C’est à juste titre aussi que l’auteur montre que « les droits de l’hommistes, benêts compassionnels, sont les alliés du système libéral » preuve que toutes les traditions ont leurs perversions, y compris celle de 1789.
Excellents développements, très instructifs, sur la TVA sociale, dont l’auteur est spécialiste, la seule réforme en profondeur que « le président de l’Arépublique » aurait pu faire et que précisément il n’a pas faite, faute sans doute d’en avoir compris la portée.

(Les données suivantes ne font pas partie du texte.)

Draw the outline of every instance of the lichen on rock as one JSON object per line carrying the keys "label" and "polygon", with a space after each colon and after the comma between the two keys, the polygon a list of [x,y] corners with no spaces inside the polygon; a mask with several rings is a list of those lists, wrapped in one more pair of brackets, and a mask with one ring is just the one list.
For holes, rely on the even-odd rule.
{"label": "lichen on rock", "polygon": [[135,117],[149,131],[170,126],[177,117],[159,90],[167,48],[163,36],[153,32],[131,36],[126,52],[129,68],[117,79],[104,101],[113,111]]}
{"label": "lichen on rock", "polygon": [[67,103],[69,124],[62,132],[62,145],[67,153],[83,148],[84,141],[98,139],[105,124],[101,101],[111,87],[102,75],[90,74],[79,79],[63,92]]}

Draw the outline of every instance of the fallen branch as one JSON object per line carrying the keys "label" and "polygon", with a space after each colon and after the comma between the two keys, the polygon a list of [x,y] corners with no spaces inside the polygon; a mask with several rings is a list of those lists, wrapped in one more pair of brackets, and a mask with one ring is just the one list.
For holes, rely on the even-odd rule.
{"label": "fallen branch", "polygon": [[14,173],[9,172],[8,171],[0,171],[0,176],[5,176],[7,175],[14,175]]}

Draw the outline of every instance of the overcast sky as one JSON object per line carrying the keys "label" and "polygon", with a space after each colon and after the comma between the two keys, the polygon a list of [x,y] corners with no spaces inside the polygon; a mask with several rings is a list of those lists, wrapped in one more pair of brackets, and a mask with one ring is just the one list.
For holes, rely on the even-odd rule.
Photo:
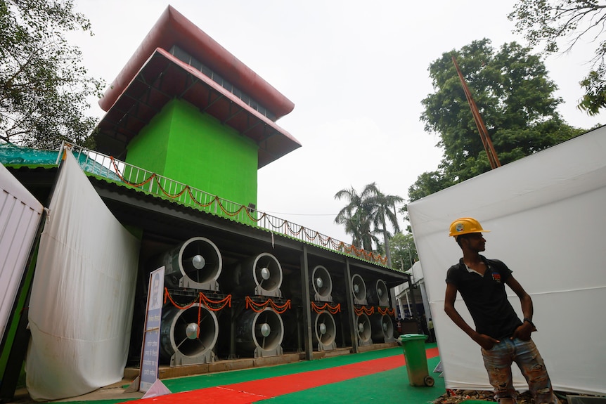
{"label": "overcast sky", "polygon": [[[334,219],[341,189],[376,182],[406,198],[442,151],[423,131],[427,67],[444,52],[515,36],[514,1],[76,0],[95,36],[77,36],[91,75],[109,84],[171,4],[295,103],[278,121],[303,145],[259,171],[257,209],[351,242]],[[591,44],[546,60],[569,124],[603,122],[576,107]],[[98,105],[93,113],[103,116]],[[602,121],[600,121],[600,119]],[[487,122],[489,124],[489,122]],[[221,196],[221,195],[219,195]],[[401,223],[402,226],[402,223]]]}

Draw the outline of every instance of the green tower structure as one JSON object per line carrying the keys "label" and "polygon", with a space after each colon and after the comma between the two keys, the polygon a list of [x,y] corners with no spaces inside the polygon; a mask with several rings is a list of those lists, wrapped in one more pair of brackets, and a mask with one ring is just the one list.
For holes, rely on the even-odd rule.
{"label": "green tower structure", "polygon": [[247,207],[301,145],[276,124],[294,104],[171,6],[99,104],[98,151]]}

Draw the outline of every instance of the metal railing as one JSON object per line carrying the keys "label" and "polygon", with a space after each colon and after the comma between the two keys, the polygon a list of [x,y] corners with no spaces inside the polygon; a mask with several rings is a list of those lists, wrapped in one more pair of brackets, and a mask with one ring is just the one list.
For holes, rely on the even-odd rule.
{"label": "metal railing", "polygon": [[[370,262],[386,265],[387,259],[372,252],[334,239],[303,226],[267,214],[250,207],[219,197],[185,183],[80,146],[64,143],[60,150],[70,150],[82,170],[169,199],[198,210],[258,226],[319,247]],[[57,157],[57,164],[63,153]]]}

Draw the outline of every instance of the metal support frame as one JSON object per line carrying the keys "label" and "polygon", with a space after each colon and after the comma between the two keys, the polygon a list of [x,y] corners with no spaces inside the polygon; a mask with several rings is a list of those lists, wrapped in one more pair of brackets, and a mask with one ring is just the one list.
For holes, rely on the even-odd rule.
{"label": "metal support frame", "polygon": [[305,358],[313,359],[314,345],[311,341],[311,301],[309,299],[309,267],[307,261],[307,246],[303,245],[301,254],[301,289],[303,296],[303,330]]}

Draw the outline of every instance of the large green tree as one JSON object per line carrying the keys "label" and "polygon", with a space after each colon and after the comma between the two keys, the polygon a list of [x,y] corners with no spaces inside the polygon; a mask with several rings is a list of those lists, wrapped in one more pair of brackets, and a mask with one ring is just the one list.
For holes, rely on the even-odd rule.
{"label": "large green tree", "polygon": [[403,198],[383,194],[377,184],[372,183],[366,185],[361,193],[353,187],[344,188],[335,194],[335,199],[347,201],[347,204],[335,218],[335,222],[344,225],[345,231],[352,236],[352,244],[358,247],[361,246],[367,251],[373,251],[373,242],[380,245],[375,235],[382,234],[387,264],[391,266],[390,233],[387,224],[391,224],[395,231],[399,231],[395,205],[401,202]]}
{"label": "large green tree", "polygon": [[398,195],[385,195],[377,187],[375,183],[366,185],[373,193],[373,196],[368,200],[372,207],[370,219],[373,221],[375,232],[383,235],[383,245],[385,248],[385,257],[387,259],[387,266],[392,266],[392,255],[389,250],[389,237],[391,234],[387,230],[387,222],[395,232],[399,231],[398,218],[396,215],[396,204],[404,202],[404,198]]}
{"label": "large green tree", "polygon": [[81,30],[91,32],[90,23],[71,0],[0,0],[0,141],[84,144],[96,122],[87,98],[104,84],[87,76],[65,38]]}
{"label": "large green tree", "polygon": [[[579,107],[595,115],[606,107],[606,3],[599,0],[519,0],[508,18],[530,46],[545,54],[567,52],[579,42],[595,44],[589,72],[580,82]],[[563,49],[560,46],[564,44]]]}
{"label": "large green tree", "polygon": [[408,200],[465,181],[491,169],[475,122],[457,75],[456,58],[501,164],[574,137],[583,131],[562,119],[540,56],[512,42],[495,49],[489,39],[474,41],[442,54],[429,67],[435,91],[422,100],[425,130],[440,137],[440,167],[421,174]]}
{"label": "large green tree", "polygon": [[347,204],[337,214],[335,223],[344,225],[345,232],[352,235],[352,244],[366,251],[373,251],[373,208],[368,203],[372,195],[373,191],[368,185],[359,193],[354,187],[350,187],[335,194],[335,199],[347,201]]}

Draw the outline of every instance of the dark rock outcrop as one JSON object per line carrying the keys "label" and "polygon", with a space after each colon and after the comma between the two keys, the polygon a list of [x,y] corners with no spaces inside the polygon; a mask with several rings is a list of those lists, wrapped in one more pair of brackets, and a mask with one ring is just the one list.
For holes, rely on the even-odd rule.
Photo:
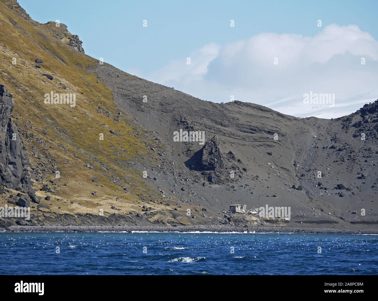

« La première impression est la bonne », sauf qu’elle nous semble, en l’espèce, très en dessous de la réalité. Ce qui devait suivre les cent jours est allé à mon sens, bien au-delà, en matière de déconstruction, de ce qu’anticipait l’auteur de cet essai. Le discours du Latran n’est qu’un péché mignon, si j’ose dire, comparé aux effets dévastateurs d’une réforme brouillonne de la Constitution , de la servilité de tous les instants vis-à-vis de l’Amérique, dont la réintégration de l’OTAN n’est qu’un indice parmi d’autres, des affaires Tapie, Pérol etc. , de la RGPP, du lycée à la carte, du regroupent forcé – et forcené – des universités , sous l’effet de ce miroir aux alouettes qu’est le classement de Shanghai, de la culture du chiffre appliquée de haut en bas à l’Etat, de la fusion police-gendarmerie, de la loi sur les collectivités locales : toutes mesures qui aggravent les problèmes auxquels elles sont supposées porter remède et qui approfondissent le déliquescence de l’Etat, la démoralisation des fonctionnaires et , disons le pour finir, qui détricotent, non seulement la République, mais la France.